“La palabra de Dios es viva y eficaz, y más cortante que toda espada de dos filos; y penetrara hasta partir el alma y el espíritu, y las coyunturas y los tuétanos, y discierne los pensamientos y las intenciones del corazón. Y no hay cosa creada que no sea manifiesta en su presencia; antes bien todas las cosas están desnudas y abiertas a los ojos de aquel a quien tenemos que dar cuenta” (Hebreos 4:12, 13).
Lectura: Col. 3:8-13.
Todos hemos visto desfiles de modelos por la televisión. Entran las mujeres pavoneando, orgullosas de las prendas que exhiben, creyéndose elegantes. Nos escandalizamos de algunos modelitos que enseñan y nos preguntamos cómo es posible que no se den cuenta de que son feísimos, y que no las favorecen para nada. ¡No se nos ocurriría usar semejante prenda nunca, ni para limpiar la casa! Esta es la carne. Se ve bonita cuando otros tienen ojos para ver lo fea que es.

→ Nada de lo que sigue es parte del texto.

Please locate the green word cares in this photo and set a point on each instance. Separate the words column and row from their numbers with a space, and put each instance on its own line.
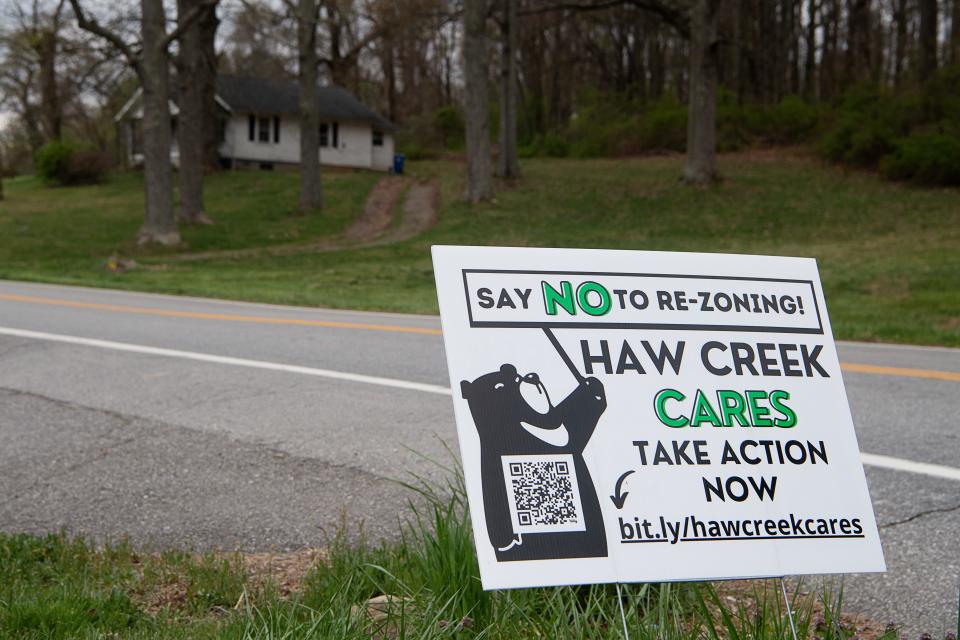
column 730, row 408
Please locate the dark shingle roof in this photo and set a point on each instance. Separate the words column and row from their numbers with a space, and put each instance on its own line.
column 269, row 96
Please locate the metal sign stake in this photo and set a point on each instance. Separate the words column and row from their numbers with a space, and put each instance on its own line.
column 623, row 616
column 786, row 601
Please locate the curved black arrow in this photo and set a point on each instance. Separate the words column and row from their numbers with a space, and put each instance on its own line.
column 617, row 497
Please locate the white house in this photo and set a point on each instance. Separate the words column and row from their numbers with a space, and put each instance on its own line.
column 260, row 127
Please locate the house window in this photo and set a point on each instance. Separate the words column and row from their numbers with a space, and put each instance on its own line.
column 328, row 130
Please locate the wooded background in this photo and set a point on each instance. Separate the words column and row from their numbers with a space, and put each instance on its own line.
column 498, row 78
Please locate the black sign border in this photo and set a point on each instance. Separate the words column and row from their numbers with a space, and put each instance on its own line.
column 479, row 324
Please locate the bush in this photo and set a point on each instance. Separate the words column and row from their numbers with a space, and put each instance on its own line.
column 664, row 126
column 67, row 164
column 869, row 124
column 931, row 159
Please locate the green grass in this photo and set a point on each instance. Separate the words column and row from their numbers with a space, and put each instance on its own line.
column 55, row 587
column 889, row 255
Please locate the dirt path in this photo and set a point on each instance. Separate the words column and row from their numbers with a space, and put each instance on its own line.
column 376, row 226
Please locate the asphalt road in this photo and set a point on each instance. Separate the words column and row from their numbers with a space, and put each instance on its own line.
column 181, row 421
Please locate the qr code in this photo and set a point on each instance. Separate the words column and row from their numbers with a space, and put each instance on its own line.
column 543, row 494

Miremos otro desfile. Entra en la iglesia una chica joven luciendo un vestido de seda de color crema con puntos de color gris y parches de una fábrica de cuados rojos y amarillos que lo desmerece. Los colores se desdicen. El vestido es chocante, pero la joven está orgullosa de su prenda. Recibe miradas de admiración de algunas espectadoras que van vestidas de la misma manera. Lucen unas prendas feísimas, pero no tienen ojos para verlo.
La joven del vestido de seda se sienta en un banco al lado de la esposa de uno de los ancianos. Las dos mujeres se saludan cariñosamente. Aún falta para comenzar el culto. La más joven espera un cumplido, pero como no viene, le dice a la otra: “Mira qué vestido más bonito encontré en mi armario. Se me olvidó que lo tenía. Lo tengo desde hace años, pero ¿a que se ve nuevo?”. Y se sonríe. La otra le sonríe en respuesta, pero no le dice nada. “¿Te gusta?”, insiste la joven.

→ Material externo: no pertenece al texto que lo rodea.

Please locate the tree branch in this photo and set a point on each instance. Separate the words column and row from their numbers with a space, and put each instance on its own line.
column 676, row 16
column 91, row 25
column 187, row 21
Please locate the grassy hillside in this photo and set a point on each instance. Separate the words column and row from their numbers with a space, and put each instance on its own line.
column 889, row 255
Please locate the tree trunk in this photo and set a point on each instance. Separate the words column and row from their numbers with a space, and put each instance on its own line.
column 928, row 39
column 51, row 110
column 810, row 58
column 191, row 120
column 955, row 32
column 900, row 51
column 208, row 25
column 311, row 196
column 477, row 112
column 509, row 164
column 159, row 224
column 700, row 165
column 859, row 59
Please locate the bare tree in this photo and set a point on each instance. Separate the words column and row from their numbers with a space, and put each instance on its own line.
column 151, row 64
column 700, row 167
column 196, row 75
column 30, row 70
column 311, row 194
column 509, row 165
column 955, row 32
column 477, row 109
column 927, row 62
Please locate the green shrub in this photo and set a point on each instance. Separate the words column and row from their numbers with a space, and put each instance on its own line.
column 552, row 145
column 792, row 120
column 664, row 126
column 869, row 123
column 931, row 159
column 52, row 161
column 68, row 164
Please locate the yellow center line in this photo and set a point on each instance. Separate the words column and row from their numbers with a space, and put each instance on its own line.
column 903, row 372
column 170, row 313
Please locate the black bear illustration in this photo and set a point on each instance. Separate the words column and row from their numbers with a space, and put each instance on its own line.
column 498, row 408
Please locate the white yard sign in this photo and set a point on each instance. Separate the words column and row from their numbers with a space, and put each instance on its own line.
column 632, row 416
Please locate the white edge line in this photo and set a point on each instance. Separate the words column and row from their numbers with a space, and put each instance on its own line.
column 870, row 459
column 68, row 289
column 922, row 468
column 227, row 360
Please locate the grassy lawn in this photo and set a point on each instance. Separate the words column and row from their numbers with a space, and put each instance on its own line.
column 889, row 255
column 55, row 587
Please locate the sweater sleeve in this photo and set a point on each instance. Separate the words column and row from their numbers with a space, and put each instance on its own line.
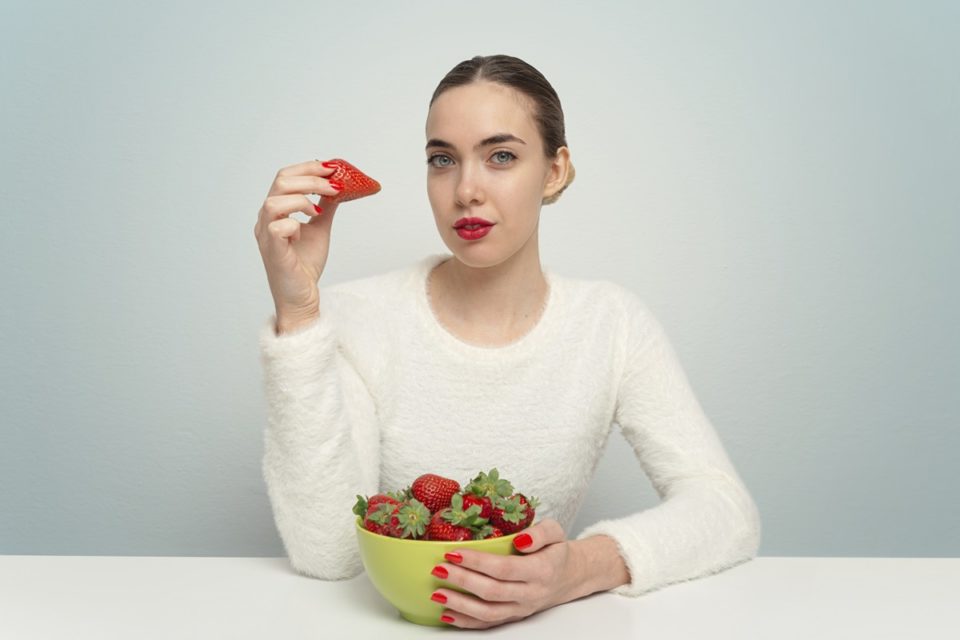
column 706, row 521
column 321, row 447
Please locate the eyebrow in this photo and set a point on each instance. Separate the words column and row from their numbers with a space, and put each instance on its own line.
column 494, row 139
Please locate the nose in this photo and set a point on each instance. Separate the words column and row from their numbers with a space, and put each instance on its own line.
column 469, row 189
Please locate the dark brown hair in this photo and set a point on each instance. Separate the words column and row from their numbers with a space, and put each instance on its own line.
column 517, row 74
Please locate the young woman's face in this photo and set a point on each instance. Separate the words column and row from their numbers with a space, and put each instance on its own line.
column 485, row 160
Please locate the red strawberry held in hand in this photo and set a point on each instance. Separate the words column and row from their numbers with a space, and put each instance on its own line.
column 486, row 506
column 434, row 491
column 356, row 184
column 440, row 528
column 514, row 513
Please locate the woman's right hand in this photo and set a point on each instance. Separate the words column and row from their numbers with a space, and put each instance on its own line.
column 295, row 253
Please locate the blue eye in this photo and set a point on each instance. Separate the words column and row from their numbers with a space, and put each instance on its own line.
column 435, row 160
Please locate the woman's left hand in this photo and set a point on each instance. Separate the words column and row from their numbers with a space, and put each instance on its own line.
column 510, row 588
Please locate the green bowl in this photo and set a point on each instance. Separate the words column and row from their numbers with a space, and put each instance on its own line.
column 400, row 569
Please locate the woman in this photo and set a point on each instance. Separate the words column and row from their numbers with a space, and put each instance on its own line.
column 479, row 359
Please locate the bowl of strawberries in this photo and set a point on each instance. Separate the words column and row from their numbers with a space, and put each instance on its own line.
column 404, row 534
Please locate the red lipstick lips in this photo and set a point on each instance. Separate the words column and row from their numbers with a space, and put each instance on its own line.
column 472, row 228
column 463, row 222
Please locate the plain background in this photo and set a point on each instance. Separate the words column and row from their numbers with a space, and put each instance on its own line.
column 778, row 181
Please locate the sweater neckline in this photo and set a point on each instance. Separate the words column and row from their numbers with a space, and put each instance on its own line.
column 443, row 335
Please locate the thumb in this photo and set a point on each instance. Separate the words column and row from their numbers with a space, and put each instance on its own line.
column 546, row 532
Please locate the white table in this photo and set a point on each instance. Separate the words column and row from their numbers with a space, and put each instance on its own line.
column 80, row 597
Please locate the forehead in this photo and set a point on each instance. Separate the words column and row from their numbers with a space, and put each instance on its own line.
column 472, row 112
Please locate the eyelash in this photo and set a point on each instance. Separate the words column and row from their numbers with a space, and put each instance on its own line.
column 443, row 155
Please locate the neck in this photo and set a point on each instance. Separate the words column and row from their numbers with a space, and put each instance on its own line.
column 498, row 297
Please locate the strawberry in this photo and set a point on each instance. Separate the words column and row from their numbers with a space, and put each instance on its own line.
column 434, row 491
column 384, row 519
column 514, row 513
column 356, row 184
column 488, row 531
column 486, row 506
column 490, row 485
column 456, row 522
column 414, row 518
column 440, row 528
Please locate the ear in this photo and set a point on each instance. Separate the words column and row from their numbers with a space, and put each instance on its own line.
column 557, row 174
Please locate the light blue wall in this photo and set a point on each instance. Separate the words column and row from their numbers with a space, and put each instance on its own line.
column 779, row 181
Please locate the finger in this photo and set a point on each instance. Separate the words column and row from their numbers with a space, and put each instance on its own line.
column 282, row 232
column 302, row 184
column 277, row 207
column 308, row 168
column 533, row 538
column 464, row 620
column 484, row 586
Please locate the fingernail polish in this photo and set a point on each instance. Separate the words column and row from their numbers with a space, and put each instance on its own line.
column 522, row 541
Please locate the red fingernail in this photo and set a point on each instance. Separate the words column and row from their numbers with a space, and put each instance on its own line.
column 522, row 541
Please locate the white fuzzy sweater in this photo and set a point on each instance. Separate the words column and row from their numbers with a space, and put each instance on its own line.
column 376, row 392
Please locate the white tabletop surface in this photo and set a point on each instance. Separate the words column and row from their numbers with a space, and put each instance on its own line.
column 107, row 597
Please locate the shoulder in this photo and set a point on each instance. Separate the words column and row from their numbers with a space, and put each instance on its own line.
column 603, row 296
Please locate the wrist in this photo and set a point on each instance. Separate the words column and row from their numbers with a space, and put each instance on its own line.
column 288, row 322
column 599, row 564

“¿Te has mirado en el espejo antes de salir de casa?”, pregunta la esposa del anciano. “Claro”, le contesta. “Nunca salgo sin mirarme. Tengo un espejo muy grande en la entrada de casa”. “Pues vente a mi casa”, dice la otra, “y mírate en un espejo especial que tengo. Fue herencia de mis padres. Es un espejo que tiene poderes de iluminación. Cuando quieres saber la verdad acerca de algo, miras en este espejo y te la muestra. ¿Vendrás?”. “Vale. Has levantado mi curiosidad”.
Fiel a su palabra, la joven llega a la casa de su amiga al día siguiente luciendo el mismo vestido de ayer para ver cómo se ve en este espejo misterioso. La mujer le conduce a una habitación con elegantes muebles. En el tocador hay un hermoso espejo de mano plateado. Lo coge con respeto y cariño. “Era de mi madre. Ella la heredó de mi abuela. Es de mucho valor. Siempre dice la verdad”. Se lo pasó a la joven quien se mira en su luz reveladora. ¡Al verse reflejada se le escapa una exclamación de horror! “No puedo creer cómo me veía bien. Es feo el vestido, ¡pero estoy viendo dentro de mí! Veo mis motivaciones y deseos más íntimos, y son malos todos ellos, y sucios. No sabía que era así. Siempre me había visto como buena persona. Veo egoísmo, pensamientos feos y actitudes terribles. No amo a nadie. Soy ruin”. Y con esto se rompe a llorar. “Todas mis amigas me ven muy buena. ¡Qué engañada he estado!”, dice entre sollozos. En esta condición de quebranto la mujer mayor abre un libro negro que tenía en el tocador y con mucho cariño la conduce al camino de la verdad.